Like the fried fiori di zucca, there are some dishes whose ratio of low effort to extra­or­di­nary result seems like a vio­la­tion of some nat­ural— or at least moral— law.  This is one such.  The recipe comes orig­i­nally from Frank, the Tus­can restau­rant on 2nd Avenue between 5th and 6th Street in New York, which was for a while in the late 90s an undis­cov­ered beauty but has suf­fered being writ­ten up, famous and mobbed for many years now.  Frank is still very much worth the visit, espe­cially at 11:46pm on a Tues­day.  Frank, the man, was kind enough to share this improb­a­ble fen­nel stunt with us back in the day.  The fla­vor was so com­plex that we were hard-pressed to believe that it was a three ingre­di­ent dish.  Frank, you shit­ting me?  (Accom­pa­nied by appro­pri­ate large-amplitude hand ges­tures.)  Of course, when two of the ingre­di­ents are the most per­fect hard cheese ever invented and an aro­matic bulb full of com­plex poly­cyclic what­sits, one under­stands that the “sim­plic­ity” is only superficial.

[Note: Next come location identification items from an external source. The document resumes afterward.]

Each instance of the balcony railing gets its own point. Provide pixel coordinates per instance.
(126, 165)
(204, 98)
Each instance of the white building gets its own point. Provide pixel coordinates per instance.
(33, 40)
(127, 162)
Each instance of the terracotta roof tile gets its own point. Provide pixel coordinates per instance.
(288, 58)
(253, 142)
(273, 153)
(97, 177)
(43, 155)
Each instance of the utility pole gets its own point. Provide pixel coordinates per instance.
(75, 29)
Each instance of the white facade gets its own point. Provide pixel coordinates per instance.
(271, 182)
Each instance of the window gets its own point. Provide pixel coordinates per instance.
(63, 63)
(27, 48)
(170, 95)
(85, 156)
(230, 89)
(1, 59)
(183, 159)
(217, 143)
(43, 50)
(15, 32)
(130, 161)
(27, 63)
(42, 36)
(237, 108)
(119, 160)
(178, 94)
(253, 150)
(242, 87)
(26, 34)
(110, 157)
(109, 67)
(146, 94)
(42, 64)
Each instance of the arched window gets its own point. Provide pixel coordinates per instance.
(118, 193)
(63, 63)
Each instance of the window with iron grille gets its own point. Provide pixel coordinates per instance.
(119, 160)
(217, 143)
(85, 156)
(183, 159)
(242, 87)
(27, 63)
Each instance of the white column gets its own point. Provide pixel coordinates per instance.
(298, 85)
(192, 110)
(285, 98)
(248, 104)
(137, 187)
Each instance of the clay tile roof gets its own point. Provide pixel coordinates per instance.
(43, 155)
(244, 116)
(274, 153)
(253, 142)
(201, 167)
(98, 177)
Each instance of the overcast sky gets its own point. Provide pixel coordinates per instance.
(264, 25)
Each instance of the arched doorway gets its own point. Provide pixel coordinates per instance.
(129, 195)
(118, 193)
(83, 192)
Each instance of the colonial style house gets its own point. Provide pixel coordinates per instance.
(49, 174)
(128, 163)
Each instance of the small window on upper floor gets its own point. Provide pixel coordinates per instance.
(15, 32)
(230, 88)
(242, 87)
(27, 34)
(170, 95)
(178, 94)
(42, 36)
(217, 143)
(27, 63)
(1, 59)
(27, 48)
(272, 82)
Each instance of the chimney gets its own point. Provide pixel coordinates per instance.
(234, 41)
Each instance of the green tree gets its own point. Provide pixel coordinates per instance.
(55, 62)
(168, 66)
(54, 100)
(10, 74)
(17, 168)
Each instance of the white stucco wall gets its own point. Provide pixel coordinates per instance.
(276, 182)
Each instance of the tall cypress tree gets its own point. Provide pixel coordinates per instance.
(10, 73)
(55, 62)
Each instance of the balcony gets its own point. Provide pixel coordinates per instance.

Take one or more bulbs of fresh fen­nel and wrap them tightly in tin­foil with no leaks.  Roast them in the oven at 375 degrees for.. a good while.  Open them care­fully over a bowl, as you want to save any liquor that may escape.  The bulb should be soft and juicy all the way through.

Cut each bulb in half length­wise and put into a ramekin.  Don’t leave too much sur­round­ing space.  Pour all the juice in there.  Now, coat with heavy cream and a gen­er­ous quan­tity of grated Parmigiano-Reggiano.  Don’t be faint­hearted about this— the fen­nel should be nearly sub­merged.  (That’s why you cut them in half and used individually-sized ramekins.)  Put these ramekins back into the oven at Fahren­heit 451 or so— the tem­per­a­ture at which good sense burns.  When the guys are good and cooked, you can grate a bit more Parmi­giano on top and run them under the broiler very briefly to char the upper surface.


This needs to be accom­pa­nied by a nice crusty baguette, because the bits of fon­duta or what­ever the hell it is sur­round­ing the intensely fla­vored fen­nel bulbs will be con­sumed by you and your friends one way or another, with a dis­creetly swirled fin­ger if all else fails.